Rolling Stone just published a terrific long read on Joseph Foreman, better known as Afroman, and his unlikely second act. In 2022, at least nine officers from the Adams County Sheriff’s Office raided his Ohio home on suspicion of drug trafficking and kidnapping. No arrest, no charges. Foreman turned the security-camera footage into a string of mocking music videos, the officers sued him for nearly $4 million, and in March a jury cleared him on every count. The novelty rapper came out the other side a free-speech folk hero.
We covered this from the start, both the 2022 raid that set it off and the verdict that turned it into a movement. When Rolling Stone’s Jason Newman reached out for the feature, the conversation ran long, and some of it landed on the cutting-room floor. The part that got cut is worth expanding, because it is about the song, not the trial.
The Joke Was Always the Narrator
By 2001, cannabis was already deep in the bloodstream of popular music. Cheech and Chong. Cypress Hill. Snoop and Dr. Dre. Rick James, Peter Tosh and Bob Dylan before them. What made Afroman different was not the weed. It was the point of view. Most cannabis music of the era treated weed as cool, rebellious or aspirational. Afroman played a guy who blamed weed for everything wrong in his life. The joke was the narrator.

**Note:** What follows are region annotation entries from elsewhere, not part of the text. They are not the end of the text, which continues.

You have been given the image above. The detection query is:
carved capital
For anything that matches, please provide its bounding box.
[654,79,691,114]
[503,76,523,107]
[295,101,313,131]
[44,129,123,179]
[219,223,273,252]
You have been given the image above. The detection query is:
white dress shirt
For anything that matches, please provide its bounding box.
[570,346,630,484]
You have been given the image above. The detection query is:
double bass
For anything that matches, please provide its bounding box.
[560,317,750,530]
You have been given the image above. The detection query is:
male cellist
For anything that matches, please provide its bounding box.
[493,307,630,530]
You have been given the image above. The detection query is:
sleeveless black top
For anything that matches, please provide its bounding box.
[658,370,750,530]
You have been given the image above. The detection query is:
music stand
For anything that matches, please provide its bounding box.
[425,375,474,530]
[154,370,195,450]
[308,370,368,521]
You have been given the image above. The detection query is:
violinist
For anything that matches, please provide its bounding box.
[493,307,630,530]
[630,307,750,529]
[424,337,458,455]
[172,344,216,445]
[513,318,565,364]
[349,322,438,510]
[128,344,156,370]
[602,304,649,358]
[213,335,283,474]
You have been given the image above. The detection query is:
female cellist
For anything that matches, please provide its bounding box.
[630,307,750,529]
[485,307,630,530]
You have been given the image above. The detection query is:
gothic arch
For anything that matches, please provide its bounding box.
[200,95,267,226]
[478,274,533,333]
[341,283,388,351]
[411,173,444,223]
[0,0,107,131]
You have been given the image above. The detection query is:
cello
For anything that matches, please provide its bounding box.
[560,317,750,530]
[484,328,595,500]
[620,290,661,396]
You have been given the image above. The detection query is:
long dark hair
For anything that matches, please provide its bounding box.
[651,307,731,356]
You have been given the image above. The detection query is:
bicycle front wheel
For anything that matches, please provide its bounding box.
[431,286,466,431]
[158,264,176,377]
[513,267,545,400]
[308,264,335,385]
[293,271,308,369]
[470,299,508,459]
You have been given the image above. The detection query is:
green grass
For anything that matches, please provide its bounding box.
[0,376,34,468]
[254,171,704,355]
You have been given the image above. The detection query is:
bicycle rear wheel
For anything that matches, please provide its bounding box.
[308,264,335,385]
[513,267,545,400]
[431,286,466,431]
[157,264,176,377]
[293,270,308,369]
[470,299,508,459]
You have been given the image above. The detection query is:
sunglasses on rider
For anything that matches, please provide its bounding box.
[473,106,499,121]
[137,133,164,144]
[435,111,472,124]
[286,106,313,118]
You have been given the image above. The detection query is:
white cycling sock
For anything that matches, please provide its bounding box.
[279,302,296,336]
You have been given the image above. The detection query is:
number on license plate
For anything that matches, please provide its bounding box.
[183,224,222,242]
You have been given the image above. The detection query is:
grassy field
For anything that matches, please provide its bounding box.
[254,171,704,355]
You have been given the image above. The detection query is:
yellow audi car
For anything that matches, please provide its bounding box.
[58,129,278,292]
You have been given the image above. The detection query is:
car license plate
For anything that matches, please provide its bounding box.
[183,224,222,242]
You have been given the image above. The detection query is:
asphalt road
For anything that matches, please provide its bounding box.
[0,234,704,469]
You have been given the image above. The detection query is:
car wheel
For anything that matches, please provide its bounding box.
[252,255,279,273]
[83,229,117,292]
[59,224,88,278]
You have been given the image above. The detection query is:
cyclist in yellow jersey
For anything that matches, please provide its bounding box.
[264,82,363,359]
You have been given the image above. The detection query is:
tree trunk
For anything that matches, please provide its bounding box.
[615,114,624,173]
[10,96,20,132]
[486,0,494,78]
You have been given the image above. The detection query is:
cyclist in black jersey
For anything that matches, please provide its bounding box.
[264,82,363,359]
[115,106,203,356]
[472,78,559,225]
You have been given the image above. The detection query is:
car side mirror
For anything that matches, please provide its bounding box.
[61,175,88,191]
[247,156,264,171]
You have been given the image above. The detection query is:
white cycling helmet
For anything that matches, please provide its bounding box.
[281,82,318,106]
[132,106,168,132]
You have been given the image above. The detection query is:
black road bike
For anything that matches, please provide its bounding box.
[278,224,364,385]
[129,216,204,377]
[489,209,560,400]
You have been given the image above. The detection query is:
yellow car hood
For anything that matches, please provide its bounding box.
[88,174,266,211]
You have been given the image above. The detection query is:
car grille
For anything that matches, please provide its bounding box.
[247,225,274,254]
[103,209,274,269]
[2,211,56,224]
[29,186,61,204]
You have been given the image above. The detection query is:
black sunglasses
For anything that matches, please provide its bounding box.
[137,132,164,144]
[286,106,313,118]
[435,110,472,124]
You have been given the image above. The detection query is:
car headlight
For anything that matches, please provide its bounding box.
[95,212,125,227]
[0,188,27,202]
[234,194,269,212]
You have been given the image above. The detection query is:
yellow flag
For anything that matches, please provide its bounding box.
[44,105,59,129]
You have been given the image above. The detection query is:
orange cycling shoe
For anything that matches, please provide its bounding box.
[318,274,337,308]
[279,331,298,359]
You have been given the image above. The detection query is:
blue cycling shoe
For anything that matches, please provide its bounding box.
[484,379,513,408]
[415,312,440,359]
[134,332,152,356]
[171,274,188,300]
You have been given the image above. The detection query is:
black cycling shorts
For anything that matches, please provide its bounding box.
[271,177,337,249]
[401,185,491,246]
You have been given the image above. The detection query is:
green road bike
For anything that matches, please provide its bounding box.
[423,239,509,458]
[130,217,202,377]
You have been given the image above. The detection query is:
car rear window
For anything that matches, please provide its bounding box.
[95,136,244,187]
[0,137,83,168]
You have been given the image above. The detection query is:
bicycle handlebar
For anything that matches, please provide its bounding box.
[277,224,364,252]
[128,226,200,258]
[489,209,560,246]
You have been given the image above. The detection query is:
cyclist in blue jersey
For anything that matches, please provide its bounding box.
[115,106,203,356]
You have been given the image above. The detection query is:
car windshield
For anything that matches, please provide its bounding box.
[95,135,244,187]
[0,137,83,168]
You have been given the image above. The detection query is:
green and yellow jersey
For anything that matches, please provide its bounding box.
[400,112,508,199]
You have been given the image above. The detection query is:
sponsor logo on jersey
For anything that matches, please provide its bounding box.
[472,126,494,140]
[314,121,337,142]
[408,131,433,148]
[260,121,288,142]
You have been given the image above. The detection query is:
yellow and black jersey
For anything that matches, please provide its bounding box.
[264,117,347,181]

That is also why the song traveled so far outside cannabis culture. Different audiences heard different songs. Stoners heard a comedy anthem. Everyone else heard something close to anti-weed propaganda, a catalog of missed classes, missed court dates, wrecked relationships and slow self-destruction. Both sides thought the song agreed with them. That tension is what carried “Because I Got High” to Number One in nearly a dozen countries and a Grammy nomination.
The Song Aged in Reverse
Here is the strange thing about the song. It got better as the culture changed around it. Twenty-five years ago, a lot of people genuinely believed weed automatically turned adults lazy, irresponsible or dysfunctional. Today, millions of adults have their own experience with cannabis, and the public conversation is more nuanced. So the song no longer plays like a warning. It plays like a guy comically blaming weed for the ordinary business of being human.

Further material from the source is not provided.